Низко над аэродромом взад и вперед утюжил очередной самолет: посадочная полоса была занята горящим истребителем. Игумнов, запаленный, в расстегнутой гимнастерке, матерился напропалую и пускал красные ракеты. Откуда-то подвернулась штабная полуторка. Багнюк подогнал ее близко к самолету и закрепил трос позади рамы. Прежде чем кинуться в огонь, стал под шланг, окачиваясь водой с головы до пят. Копылов натянул на себя мокрую гимнастерку и кинулся на подмогу — он еще был заряжен недавней деятельностью и не смог бы остаться в стороне.

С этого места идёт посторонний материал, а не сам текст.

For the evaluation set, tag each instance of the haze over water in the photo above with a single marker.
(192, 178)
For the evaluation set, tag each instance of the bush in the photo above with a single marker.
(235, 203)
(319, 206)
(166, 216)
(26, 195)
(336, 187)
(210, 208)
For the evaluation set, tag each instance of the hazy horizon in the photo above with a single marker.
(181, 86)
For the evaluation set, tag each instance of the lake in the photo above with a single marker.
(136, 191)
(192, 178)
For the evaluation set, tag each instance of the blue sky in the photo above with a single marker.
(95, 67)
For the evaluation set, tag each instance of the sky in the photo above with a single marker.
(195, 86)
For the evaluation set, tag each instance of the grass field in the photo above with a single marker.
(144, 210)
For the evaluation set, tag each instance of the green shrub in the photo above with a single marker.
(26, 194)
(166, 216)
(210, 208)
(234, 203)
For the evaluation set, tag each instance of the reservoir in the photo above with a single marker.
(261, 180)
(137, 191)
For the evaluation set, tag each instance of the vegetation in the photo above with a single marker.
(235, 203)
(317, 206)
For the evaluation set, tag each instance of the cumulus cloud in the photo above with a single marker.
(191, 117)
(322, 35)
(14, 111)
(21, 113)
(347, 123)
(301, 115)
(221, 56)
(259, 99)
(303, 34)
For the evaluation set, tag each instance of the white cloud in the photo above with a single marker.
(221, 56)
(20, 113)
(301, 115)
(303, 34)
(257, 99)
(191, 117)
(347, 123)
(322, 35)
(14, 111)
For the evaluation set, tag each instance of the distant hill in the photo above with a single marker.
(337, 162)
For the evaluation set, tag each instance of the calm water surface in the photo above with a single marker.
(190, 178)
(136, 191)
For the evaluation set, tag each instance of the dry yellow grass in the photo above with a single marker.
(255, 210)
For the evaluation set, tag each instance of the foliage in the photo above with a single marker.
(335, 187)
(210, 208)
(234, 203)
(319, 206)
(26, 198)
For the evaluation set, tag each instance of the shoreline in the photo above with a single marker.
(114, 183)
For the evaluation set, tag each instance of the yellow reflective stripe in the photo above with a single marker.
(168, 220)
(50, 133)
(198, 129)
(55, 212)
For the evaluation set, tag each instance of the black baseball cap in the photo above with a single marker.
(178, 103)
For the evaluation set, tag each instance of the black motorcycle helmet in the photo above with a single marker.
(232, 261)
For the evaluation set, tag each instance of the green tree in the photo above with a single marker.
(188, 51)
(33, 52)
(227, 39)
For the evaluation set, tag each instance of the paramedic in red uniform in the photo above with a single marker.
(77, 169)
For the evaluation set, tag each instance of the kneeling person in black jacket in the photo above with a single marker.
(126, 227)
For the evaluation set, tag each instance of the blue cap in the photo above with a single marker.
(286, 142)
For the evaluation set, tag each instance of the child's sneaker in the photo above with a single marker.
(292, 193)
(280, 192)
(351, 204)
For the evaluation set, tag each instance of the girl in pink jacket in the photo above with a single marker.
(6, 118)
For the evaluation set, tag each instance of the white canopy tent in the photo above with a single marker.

Вдвоем, волоча за собою трос, бросились к самолету. Водитель водовозки струей из шланга хлестнул перед ними. Пламя неохотно чуть-чуть сбивалось водой. От гимнастерки валил горячий пар и хебе прилипало к телу. Багнюк руками рылся в самом огне, зацепляя канат. Пламя рывком выплескивалось из-под струи и ударяло ему в глаза. Дважды они отступали и, отдышавшись, снова кидались в огонь. Наконец, трос удалось закрепить.
Багнюк, отряхивая с себя лоскуты пламени, запрыгнул в кабину. Трос натянулся — самолет дернулся и волоком потащился по бетонному полю — позади оставалась дымящаяся дорожка, на ней выплясывали синие языки. Солдаты ведрами и лопатами закидывали огонь, но он пробивался даже через песок.
Они еще не кончили засыпать огненную дорожку, как очередной истребитель пошел на посадку. Бойцы врассыпную удирали от него — можно было подумать, что самолет атакует их.
Истребитель, брошенный на краю поля, все еще горел. В пламени четко обозначился каркас фюзеляжа и отставленные кверху шасси, как откинутые ноги мертвой птицы.
Кровь узкой полоской проступила сквозь нижнюю рубаху и мокрую гимнастерку. Рану начало саднить. Копылов, огибая летное поле, побежал к санитарной машине. Там уже стояла штабная полуторка, и Вика обкладывала примочками обожженное плечо и руку Багнюка.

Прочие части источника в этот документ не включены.